Five points of a new architecture

Le Corbusier outlined five key points that were characteristic of the new architecture as he saw it, exemplified in his Villa Savoye (below).

  • Raising the building on pilotis, so that the main structure seems to “float” above the ground.
  • The provision of a roof garden.
  • The “free plan.” In a free plan, and with the structure held up by the pilotis, rooms and interior spaces could be arranged as function dictated, without the need to include structural walls.
  • The “free façade.” With rooms arranged at will, the façade could take whatever form function dictated. Walls did not need to be structural because the pilotis carried the weight of floors and roof.
  • The use of strip windows to admit plenty of light.
Villa Savoye
Villa Savoye

Features of the style

Key features included the use of concrete, steel and glass, the rejection of ornament, asymmetry and truth to materials. International Style buildings also tended to show an interest in volume rather than mass. In other words, in rejecting thick, load-bearing walls the buildings felt light and transparent, and a far cry from the massive qualities of a castle or an Arts and Crafts house. But the volumes, the spaces inside the building, were meticulously worked out and artfully defined by partition walls, screens and windows.

This quality of lightness and transparency was especially powerful. Architects exploited the way in which steel and concrete structures could be held above the ground on pillars (or “pilotis” as they became known), and the way in which cantilevered structures could make upper stories seem to float in space. Generous windows enhanced this effect of lightness, too.

These buildings could also be international in another way. Architects such as Walter Gropius were keen to embrace the possibilities of machine-made components. At the Bauhaus (see Bauhaus), students learned to make high-quality designs that could be mass produced. Factory-made components of a building, from girders to door handles, could be reproduced in any place where the right production facilities existed, so buildings were no longer tied to local traditions, materials and construction techniques.

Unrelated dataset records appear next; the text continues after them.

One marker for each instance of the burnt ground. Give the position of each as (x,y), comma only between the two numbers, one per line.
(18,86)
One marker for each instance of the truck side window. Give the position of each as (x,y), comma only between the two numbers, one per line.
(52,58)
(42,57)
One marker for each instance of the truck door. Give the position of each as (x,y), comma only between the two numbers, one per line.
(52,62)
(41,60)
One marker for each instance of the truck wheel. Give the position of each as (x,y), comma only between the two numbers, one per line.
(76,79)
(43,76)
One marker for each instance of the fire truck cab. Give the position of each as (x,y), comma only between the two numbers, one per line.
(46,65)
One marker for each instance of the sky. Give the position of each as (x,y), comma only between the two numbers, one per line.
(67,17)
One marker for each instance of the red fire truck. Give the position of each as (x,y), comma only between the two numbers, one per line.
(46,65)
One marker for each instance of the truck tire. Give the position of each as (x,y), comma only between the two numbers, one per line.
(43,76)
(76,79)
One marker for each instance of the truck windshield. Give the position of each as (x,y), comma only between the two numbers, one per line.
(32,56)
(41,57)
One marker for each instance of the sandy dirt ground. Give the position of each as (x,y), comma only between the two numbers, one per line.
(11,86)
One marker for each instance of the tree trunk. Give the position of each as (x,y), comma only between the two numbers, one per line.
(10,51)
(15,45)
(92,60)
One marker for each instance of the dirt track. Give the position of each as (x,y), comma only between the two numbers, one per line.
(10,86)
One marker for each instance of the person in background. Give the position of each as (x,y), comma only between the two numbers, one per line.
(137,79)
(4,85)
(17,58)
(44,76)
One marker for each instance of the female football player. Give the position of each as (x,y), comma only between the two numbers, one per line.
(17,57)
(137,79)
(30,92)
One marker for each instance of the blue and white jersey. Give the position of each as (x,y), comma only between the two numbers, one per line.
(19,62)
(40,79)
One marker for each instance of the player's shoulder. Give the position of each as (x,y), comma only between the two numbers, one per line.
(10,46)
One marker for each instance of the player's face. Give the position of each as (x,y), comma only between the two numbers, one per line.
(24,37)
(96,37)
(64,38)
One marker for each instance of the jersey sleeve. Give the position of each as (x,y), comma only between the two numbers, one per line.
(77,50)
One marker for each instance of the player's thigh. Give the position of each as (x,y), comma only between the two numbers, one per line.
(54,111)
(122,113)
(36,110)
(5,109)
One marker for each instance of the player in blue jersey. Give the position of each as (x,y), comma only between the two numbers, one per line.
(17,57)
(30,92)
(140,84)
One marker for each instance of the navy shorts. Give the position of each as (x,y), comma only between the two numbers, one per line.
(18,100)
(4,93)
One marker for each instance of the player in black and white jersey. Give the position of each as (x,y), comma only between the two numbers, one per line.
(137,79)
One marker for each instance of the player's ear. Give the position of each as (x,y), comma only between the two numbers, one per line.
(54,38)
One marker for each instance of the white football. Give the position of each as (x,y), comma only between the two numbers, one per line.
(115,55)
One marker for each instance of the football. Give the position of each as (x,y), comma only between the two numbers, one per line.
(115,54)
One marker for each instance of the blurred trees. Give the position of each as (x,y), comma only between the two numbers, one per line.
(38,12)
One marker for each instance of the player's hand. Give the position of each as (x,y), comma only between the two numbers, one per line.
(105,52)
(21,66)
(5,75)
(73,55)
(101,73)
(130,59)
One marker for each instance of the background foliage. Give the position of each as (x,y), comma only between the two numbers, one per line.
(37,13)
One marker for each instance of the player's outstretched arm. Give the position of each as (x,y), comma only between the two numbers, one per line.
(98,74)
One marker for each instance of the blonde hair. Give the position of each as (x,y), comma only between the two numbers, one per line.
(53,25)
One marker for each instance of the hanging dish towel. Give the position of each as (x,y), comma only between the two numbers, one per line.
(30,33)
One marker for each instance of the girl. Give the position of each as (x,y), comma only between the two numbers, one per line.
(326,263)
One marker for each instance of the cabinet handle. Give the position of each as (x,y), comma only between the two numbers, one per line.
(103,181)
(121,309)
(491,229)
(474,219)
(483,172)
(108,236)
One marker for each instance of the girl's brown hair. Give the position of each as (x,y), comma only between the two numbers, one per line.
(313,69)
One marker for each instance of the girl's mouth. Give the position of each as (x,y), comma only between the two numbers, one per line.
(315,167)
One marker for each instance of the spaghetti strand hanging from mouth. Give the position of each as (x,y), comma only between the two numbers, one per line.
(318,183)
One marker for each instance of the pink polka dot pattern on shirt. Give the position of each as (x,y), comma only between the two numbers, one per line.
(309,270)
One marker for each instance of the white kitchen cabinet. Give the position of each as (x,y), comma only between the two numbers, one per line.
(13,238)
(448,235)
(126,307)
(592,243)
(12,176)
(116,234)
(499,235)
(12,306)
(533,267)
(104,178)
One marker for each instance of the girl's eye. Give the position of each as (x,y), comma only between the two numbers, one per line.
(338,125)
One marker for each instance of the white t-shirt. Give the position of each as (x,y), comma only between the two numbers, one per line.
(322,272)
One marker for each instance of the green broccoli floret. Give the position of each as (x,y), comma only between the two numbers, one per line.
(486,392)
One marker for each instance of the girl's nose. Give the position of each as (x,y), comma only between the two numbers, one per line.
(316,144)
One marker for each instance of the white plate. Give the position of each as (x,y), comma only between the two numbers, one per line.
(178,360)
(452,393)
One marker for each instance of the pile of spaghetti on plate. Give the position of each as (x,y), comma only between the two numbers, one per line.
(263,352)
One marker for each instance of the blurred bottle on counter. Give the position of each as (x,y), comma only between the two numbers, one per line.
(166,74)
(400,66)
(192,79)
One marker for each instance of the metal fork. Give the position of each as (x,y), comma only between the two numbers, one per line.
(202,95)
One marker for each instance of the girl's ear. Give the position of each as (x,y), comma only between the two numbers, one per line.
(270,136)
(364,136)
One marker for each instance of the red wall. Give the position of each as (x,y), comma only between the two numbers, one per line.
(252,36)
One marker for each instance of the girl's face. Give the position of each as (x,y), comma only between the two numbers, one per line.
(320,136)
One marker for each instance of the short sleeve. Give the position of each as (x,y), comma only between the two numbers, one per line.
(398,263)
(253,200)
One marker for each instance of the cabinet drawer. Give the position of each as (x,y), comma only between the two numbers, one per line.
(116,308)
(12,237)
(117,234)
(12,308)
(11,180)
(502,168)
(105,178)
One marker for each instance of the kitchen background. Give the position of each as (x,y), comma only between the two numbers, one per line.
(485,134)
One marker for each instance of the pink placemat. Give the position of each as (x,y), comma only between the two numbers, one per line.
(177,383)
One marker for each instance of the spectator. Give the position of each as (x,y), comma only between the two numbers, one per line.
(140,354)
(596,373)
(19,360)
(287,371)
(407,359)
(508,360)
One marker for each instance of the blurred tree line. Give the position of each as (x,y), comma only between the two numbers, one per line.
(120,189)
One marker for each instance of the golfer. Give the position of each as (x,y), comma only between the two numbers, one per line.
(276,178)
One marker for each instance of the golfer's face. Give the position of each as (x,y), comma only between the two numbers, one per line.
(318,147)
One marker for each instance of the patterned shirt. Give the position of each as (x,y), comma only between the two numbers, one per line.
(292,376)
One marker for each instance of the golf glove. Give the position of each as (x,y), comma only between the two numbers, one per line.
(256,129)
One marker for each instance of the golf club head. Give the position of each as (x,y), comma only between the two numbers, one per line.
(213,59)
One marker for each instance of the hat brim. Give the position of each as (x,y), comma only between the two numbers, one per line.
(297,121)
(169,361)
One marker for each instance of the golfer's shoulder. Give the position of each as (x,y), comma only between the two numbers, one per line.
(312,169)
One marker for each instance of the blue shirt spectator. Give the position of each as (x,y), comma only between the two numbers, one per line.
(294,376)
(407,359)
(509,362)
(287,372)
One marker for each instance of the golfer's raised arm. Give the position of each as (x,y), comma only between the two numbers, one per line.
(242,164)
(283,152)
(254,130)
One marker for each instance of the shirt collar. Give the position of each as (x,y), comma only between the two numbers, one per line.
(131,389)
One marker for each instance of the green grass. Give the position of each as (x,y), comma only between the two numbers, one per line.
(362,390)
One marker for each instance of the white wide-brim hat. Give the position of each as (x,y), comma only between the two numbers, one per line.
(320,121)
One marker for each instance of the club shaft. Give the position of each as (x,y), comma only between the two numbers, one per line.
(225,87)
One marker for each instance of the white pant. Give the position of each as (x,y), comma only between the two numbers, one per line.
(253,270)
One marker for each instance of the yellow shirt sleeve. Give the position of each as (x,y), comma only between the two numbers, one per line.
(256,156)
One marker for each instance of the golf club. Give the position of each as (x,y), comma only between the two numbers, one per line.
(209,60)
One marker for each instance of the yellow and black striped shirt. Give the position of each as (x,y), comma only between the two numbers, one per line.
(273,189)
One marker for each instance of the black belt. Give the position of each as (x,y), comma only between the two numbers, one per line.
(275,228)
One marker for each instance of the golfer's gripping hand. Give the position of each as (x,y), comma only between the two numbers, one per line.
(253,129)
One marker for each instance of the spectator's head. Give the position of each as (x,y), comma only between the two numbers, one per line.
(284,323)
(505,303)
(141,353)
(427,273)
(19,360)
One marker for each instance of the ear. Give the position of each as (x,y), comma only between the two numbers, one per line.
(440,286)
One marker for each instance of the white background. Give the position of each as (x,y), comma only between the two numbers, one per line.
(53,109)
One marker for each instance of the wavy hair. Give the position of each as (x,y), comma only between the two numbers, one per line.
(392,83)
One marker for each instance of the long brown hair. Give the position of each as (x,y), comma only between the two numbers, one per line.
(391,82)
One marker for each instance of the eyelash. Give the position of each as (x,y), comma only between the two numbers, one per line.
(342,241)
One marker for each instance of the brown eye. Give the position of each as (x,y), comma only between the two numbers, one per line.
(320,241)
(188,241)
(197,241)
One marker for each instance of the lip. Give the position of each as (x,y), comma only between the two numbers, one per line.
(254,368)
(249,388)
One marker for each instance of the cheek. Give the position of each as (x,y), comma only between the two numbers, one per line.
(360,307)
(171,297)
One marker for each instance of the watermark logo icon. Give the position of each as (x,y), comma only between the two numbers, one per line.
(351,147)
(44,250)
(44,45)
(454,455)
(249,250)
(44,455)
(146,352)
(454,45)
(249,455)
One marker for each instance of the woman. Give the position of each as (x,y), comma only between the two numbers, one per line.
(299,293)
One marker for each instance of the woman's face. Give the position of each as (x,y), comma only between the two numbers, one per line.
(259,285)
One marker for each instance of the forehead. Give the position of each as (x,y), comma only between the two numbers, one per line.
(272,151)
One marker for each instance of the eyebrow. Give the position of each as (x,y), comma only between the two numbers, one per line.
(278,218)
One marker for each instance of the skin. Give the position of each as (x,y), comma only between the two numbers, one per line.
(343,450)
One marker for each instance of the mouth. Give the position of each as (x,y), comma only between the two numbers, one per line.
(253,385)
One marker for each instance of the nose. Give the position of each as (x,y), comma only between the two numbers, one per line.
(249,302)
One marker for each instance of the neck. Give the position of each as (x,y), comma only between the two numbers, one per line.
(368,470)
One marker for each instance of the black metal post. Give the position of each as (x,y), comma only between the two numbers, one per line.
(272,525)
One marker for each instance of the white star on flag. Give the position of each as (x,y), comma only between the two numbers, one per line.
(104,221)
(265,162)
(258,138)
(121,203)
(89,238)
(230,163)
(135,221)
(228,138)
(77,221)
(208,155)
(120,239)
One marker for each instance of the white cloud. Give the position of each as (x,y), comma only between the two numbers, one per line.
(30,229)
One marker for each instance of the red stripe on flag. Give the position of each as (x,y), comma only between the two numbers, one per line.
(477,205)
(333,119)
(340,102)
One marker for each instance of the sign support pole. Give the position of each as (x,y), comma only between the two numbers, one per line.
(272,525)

“… architecture is a social art related to the life of the people it serves, not an academic exercise in applied ornament.” J.M. Richards, An Introduction to Modern Architecture

Functionalism

Modernist architecture was wedded to the notion that “form follows function,” so architects were encouraged to work “outward” from the specific requirements of a building’s users, creating the spaces that would best meet these needs. The exterior appearance of the building—its shape, the arrangement of the façades and so on—would follow on from this, which is why modernist buildings are often asymmetrical.


Planning on a grid

When working according to the “five points,” architects laid out the pilotis at regular intervals, to form a structural grid. This was just one example of grid planning, a system that was used widely by 20th-century architects. This type of planning could be a structural device—a way of enabling builders to use standard components, such as wall panels of the same size—or simply a discipline to create an ordered plan. Grid planning was frequently used for industrial buildings so that concrete frameworks and similar items could be made to standard sizes and building became a task of assembling components.


However, architects of the caliber of Le Corbusier and Mies van der Rohe were highly
visually aware, and sought to make the exteriors of their buildings carefully composed
and balanced, even when they were not symmetrical. This fact gives many modernist
buildings, such as Le Corbusier’s villas, a studied elegance.

An attractive package

By ignoring styles such as expressionism (see Expressionism)
and the works of major individual (and individualist) architects, such as Frank Lloyd
Wright, Hitchcock and Johnson defined a style of modern architecture. It was an
attractive package and, because it included the work of architects of renown, it inspired
many followers. The fact that its ideas could be wrapped in pithy, memorable phrases—
such as “form follows function” and Le Corbusier’s “a house is a machine for living
in”—made it accessible and easy to publicize, too. As a result, the International Style
was influential in the 1930s and remained so after the Second World War.